In introducing Dunne as commencement speaker at the 2021 ceremony, held at the university’s stadium, Father Jenkins said: “I cannot think of a better speaker for this class than Jimmy Dunne, who faced daunting challenges and true heartbreak and prevailed.”
Dunne told the graduates that in the days after 9/11 attacks he followed convictions established in his college years. “As unready as I felt in a time of trial, what I most needed were the things that Notre Dame provided me.”
He urged the class of 2021 to similarly hold onto what they have learned.
“Whenever you hold yourself to the highest standards instead of just the latest ones, doing the right thing instead of just the easy thing, you’ll be putting into practice what you learned here,” Dunne said. “And as you grow in faith — aware of life’s greater purposes and of whose purposes they are — you will see that, too, as the gift of Notre Dame.”
Carla Harris, a top executive at the investment bank Morgan Stanley, and a celebrated gospel singer, speaker and author, received the school’s Laetare Medal, an award given to American Catholics since 1883.

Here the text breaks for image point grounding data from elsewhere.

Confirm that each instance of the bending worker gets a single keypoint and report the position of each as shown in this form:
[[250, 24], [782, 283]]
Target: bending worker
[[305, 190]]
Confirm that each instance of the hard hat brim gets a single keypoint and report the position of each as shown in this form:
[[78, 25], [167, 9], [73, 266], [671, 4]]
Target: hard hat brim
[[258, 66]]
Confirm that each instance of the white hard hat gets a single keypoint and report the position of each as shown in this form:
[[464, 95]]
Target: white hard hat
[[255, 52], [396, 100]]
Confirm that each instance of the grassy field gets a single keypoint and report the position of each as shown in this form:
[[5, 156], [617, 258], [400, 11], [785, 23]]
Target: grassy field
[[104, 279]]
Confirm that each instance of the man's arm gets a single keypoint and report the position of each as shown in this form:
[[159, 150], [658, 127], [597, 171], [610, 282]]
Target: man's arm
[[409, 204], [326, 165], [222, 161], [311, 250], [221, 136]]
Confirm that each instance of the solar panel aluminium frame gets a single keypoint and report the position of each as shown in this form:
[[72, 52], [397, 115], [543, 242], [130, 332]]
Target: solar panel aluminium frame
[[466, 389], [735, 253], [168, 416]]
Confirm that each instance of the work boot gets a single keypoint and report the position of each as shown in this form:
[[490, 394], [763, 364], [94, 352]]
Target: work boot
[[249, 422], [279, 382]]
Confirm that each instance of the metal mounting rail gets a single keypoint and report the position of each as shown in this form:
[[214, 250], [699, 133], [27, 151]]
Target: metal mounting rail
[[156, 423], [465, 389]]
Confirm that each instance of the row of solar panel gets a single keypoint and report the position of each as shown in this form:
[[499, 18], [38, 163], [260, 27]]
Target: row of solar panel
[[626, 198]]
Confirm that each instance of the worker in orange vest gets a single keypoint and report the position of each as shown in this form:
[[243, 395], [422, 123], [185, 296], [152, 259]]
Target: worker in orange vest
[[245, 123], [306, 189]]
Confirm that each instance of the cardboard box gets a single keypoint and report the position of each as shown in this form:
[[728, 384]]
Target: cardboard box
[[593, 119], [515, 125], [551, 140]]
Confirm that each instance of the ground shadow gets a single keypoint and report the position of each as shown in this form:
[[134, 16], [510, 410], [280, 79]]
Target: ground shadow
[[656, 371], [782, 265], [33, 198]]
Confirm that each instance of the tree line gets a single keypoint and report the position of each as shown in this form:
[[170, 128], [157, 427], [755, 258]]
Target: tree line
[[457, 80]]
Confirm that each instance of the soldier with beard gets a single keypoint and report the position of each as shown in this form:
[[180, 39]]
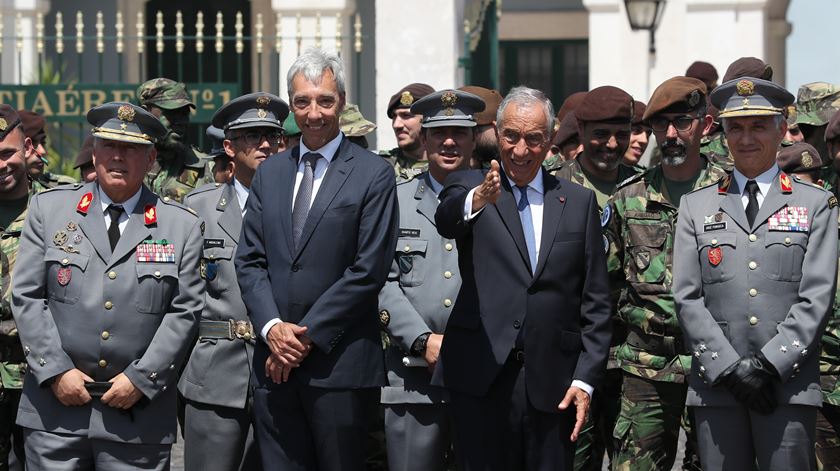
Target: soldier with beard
[[640, 221], [178, 169]]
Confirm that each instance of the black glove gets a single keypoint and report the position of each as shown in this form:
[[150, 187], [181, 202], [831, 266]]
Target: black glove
[[751, 382]]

She noted the irony of receiving an award that means rejoice after such a tumultuous year.
“How fitting, for I am indeed rejoicing as I think about the last 14 months of personal protocols, sheltering in place and social distancing,” she said.
“I am rejoicing that, notwithstanding the deaths, the illnesses, the struggles that have emanated from the COVID-19 crisis, the pandemic of social unrest resulting from long-term racial injustices and the overall strife in the land,” she said, that God has also brought many good things and people have “learned how precious time is.”
Harris sang “Amazing Grace” to close the ceremony, after telling graduates that her experience of “being a woman of color on Wall Street for 34 years” has taught her that it is “what you do for others that counts; fear has no place in your success equation; and your power lies not in who you are, but in whose you are.”